Manhunt Expands for Fugitive Ex-Police Chief ‘Jo Ferrari’

The hunt for the fugitive sacked police colonel Thitisan Utthanaphon is now underway and immigration police at all Thai border checkpoints are on close watch.

They have been instructed to remain extra-vigilant as the suspect may attempt to flee the country, the chief of the Immigration Bureau Pol Lt Gen Sompong Chingduang revealed late on Wednesday evening.

The 39-year-old man, known among fellow officers as ‘Jo Ferrari’, has been accused of torturing and killing a drug suspect in Nakhon Sawan.

Police searched his luxury THB 60 million home in Bangkok’s Klong Sam Wa district on Wednesday.

The police team led by Pol Maj Gen Noppasilp Phulsawat, chief of Provincial Police Region 7, found 29 luxury cars parked in the complex with a value of more than THB 100 million.

However, the former Muang police chief was nowhere to be seen.

Agents also found two Myanmar women, allegedly housekeepers, and a security guard at the luxurious home in the Panya Intra housing estate in the Bang Chan area.

On Tuesday, Thitisan was removed from office as Muang police chief after a controversial video went viral on social media.

The clip showed a man being suffocated with a plastic bag over his head to death.

The Nakhon Sawan provincial court issued arrest warrants against him and six subordinates for their alleged participation in the torture and death of 24-year-old Jeerapong Thanapat.

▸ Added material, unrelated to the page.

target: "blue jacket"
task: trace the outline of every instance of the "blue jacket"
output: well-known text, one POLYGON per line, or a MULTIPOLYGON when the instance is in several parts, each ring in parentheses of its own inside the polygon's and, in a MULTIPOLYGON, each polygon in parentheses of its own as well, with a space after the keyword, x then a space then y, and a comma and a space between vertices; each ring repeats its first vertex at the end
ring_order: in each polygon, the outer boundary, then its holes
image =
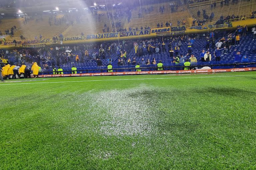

The six subordinates were Pol Capt Songyot Khlainak, Pol Maj Raveeroj Ditthong, Pol Lt Thoranin Makwanna, Pol Snr Sgt Maj Wisut Bunkhiew, Pol Snr Sgt Maj Supakorn Nimchuen, and Pol L/C Paweekorn Khammarieo.

All face charges of malfeasance causing harm to another person, conspiring to kill by torture and colluding with five or more people in coercion of another.

Jeerapong and his wife were arrested for reportedly possessing 100,000 methamphetamine pills on a province’s bypass road.

A subordinate filed the complaint with authorities and said his superior had demanded 2 million baht from the suspect, who had previously agreed to pay half that amount.

The man, who died at Muang Police Station in Nakhon Sawan on August 6, was allegedly suffocated. But the supervisor reportedly ordered other police officers to say Jeerapong had overdosed.

The subordinate also alleged that Jeerapong’s wife was released after agreeing to remain silent.

A lawyer disclosed the case through Facebook. On August 22, the complaint reached the Royal Police Office, prompting its police chief to expedite the investigation.

Pol Gen Wissanu Prasartthongosoth, a police chief inspector, went to Nakhon Sawan on Wednesday to follow up on the case.

Later, a police source revealed that four of the seven police agents involved in the torture had been arrested.

Also on Wednesday, a public hospital in Nakhon Sawan province responded to online attacks following its statement about the suspect’s death.

In its defense, the Sawanpracharak Hospital stated that possible amphetamine toxicity was included in the initial report as a cause of death to allow his relatives to request a death certificate.

The autopsy report suggested that amphetamine levels could be a possible cause.

Moreover, the hospital said the suspect had escaped before fainting and losing consciousness while the police were chasing him.

But it was only an initial finding, the hospital said in its new statement, adding that it had been waiting for laboratory test results to confirm blood levels of methamphetamine.

The complete autopsy report’s conclusion could be similar or different, the hospital added.